Before you have kids, you inevitably hear about what it's like. In my case, I heard a lot of negatives. Sometimes it was a bit hard to grasp why people kept having kids. I didn't really understand the positives. I assumed they were there, and I assumed they were big, and I assumed (more like hoped) that someday I would understand.
So then I had Jane, and we were sitting in the hospital room and she was three hours old and Michael and I were just looking at her like - You are the coolest person ever. And I wanted to do it all over again, right there, and have a million more, and right then I couldn't understand the negatives. There were negatives?
They inevitably came. Days when I was really tired and was unsure how to keep chugging. There are tough things about being a mommy. But I thought it would be long periods of the negatives... like long periods of depression and fatigue and feeling like crap. Instead, what it turned out to be was more like being bipolar. I called it Motherhood Bipolarism. Because I could be crying from fatigue or whatever, and then 20 minutes later I'd be holding Jane and be like, "Ohmigod, I'm so happee!"
Months passed. Jane started walking, started having little emotions, started to toddle around the house. And she would fall down and bump her toe or her knee or her head, and she would lift herself up and come running into my arms and would cuddle her little head into my neck and stop crying and that's when it hit me: the Motherhood Crack.
Because it's so much more than just a bipolar disorder now, it's a full-fledged heroin addiction. When it's good, it's Soooo, Soooo, sooooo good. Jane throws her little arms around my neck and snuggles into me and my whole body floods with endorphins or something like them. I wonder sometimes - maybe I shouldn't coddle her? But then I'm like "what the heck" and I just let her snuggle and cuddle and then she smiles at me and oh my gosh! it is so good.
I'm shaking just thinking about it. But then, you have the inevitable lows. You're tired and the baby is fussy and won't eat her food and instead just throws it on the floor, and you're starting to go through withdrawals, feeling lethargic, wondering where you can get your next fix, feeling frustrated and irritable and generally mad. Why did I sign up for this again? How long do I have to do this again?

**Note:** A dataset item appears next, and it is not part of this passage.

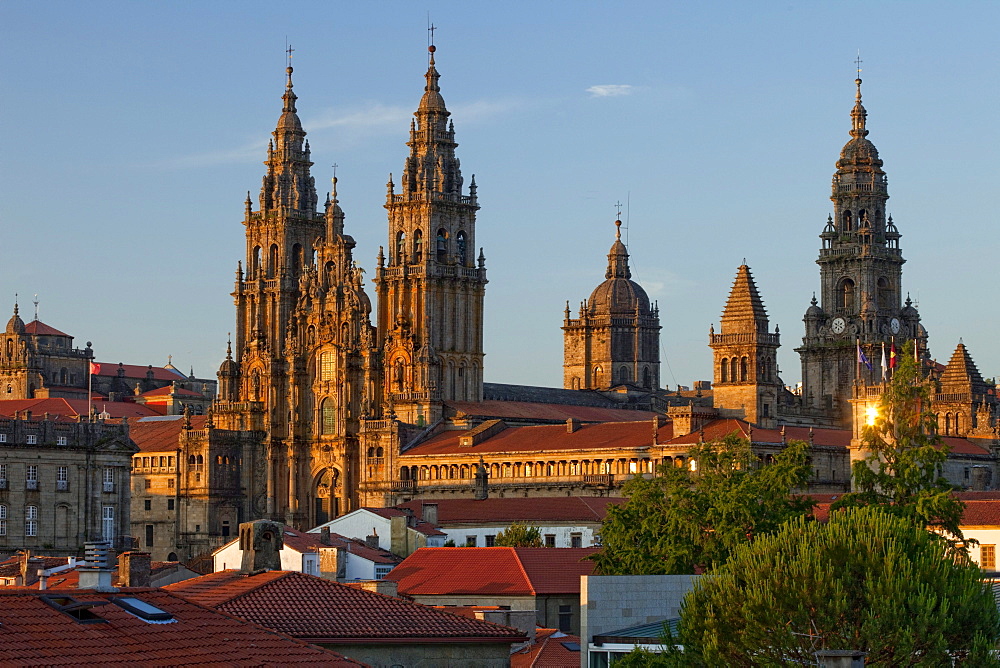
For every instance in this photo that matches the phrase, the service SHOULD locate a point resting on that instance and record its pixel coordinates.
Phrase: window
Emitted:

And then your baby gives you a kiss for the first time. A real, puckered-lip, kiss. And then she smiles and laughs. And you think, "Ohmigod, I'm so happeeeeee. Everyone should be doing this, why aren't more people doing this?" Or maybe it's not a kiss. Maybe it's watching her dance for the first time, picking up her little feet and then throwing out her arms and spinning with a big smile. Maybe it's seeing her reach out her little hand and touch your face for the first time. Maybe it's the first time she calls you "Mama." Maybe it is all of those and more, all the firsts and every time after and each one is like an injection of pure joy.
So there it is: for me, being a mommy is like being addicted to Motherhood Crack. The highest highs you've ever felt, with occasional crying. I'm a total addict.
That's how it is for me, but I'm not sure this is a general rule. I know some people who didn't feel happy for the first few months of being a parent, or who felt good at first but then had pretty bad depression several months after becoming a parent. If you have kids, what was it like for you? Is it still that way or has it changed?